Reportaje:FÚTBOL | Las vicisitudes del único campeón africano de la Liga española

"Papá, toma la Copa"

Nafti, hijo de tunecino y marroquí, narra sus peripecias en el campeonato de África

"Papá, toma la Copa". Estas fueron las palabras de Mehdi Nafti (Toulouse, 1978) cuando la pasada semana regresó a la casa paterna en el humilde barrio Las Pradettes, en la capital del Alto Garona. En 1996, Sadok, su padre, y Mehdi, seguían la final de la Copa de África por televisión cuando al progenitor, desde el sofá, se le escapó este deseo: "Ojalá algún día juegues tú la final". Ocho años más tarde Nafti llamaba a la puerta con una reproducción del máximo trofeo futbolístico del continente negro en las manos.

Tuvo suerte. "Cuando volvimos al vestuario con el trofeo no había más que gritos impidiendo que entrasen los aficionados. Pero aquello se abarrotó de gente y se llevaron de todo, botas, chándals y hasta un montón de medallas de la Copa. Mis compañeros no paraban de llorar, en medio del entusiasmo, por el robo".

"Tras ganar nos robaron y mis compañeros no paraban de llorar en medio del entusiasmo"

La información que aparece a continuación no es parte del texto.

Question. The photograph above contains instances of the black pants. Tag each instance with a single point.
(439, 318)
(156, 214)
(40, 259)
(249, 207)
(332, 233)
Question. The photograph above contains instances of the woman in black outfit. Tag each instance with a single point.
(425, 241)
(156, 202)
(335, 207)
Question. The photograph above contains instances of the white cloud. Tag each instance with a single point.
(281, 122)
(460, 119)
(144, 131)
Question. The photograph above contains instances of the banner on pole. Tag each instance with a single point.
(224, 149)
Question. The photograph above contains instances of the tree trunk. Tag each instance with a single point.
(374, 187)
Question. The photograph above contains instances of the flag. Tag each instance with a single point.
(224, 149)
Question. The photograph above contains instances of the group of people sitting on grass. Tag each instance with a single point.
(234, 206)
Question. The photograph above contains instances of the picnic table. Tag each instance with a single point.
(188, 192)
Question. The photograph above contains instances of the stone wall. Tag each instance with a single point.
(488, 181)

Nafti, único jugador tunecino de Primera, cuenta y no para sobre lo que acaba de vivir en la final que enfrentó al país de su padre (Túnez) con el de su madre (Marruecos). Antes de llamar a la puerta de su casa de Toulouse se encontró con la sorpresa de cientos de emigrantes tunecinos que le recibieron en el aeropuerto e improvisaron una comitiva festiva.

La Copa exigió una concentración de un mes en la isla de Djerba y otra posterior en Hammamet, a tres cuartos de hora de Túnez, "estábamos totalmente aislados en el hotel, con seis guardaespaldas que impedían el acceso de todos los visitantes, aunque fueran familiares". El contacto con la población tunecina no existía más que en el estadio a la hora del partido. "A los entrenamientos, siempre a puerta cerrada, viajábamos en un autobús con los cristales tintados para que nadie nos viera; en el hotel estábamos tan solos que nos dedicábamos a competir con la play station". Al jugador le fue tan bien con la consola que ganó cerca de 500 euros a sus compañeros de Túnez. Bastante menos que el dinero que recibirá hoy cuando asista a la recepción del Presidente Zine el-Abidine Ben Ali. También recogerá las llaves de una casa con vistas al mar, que le regalará el Gobierno como premio.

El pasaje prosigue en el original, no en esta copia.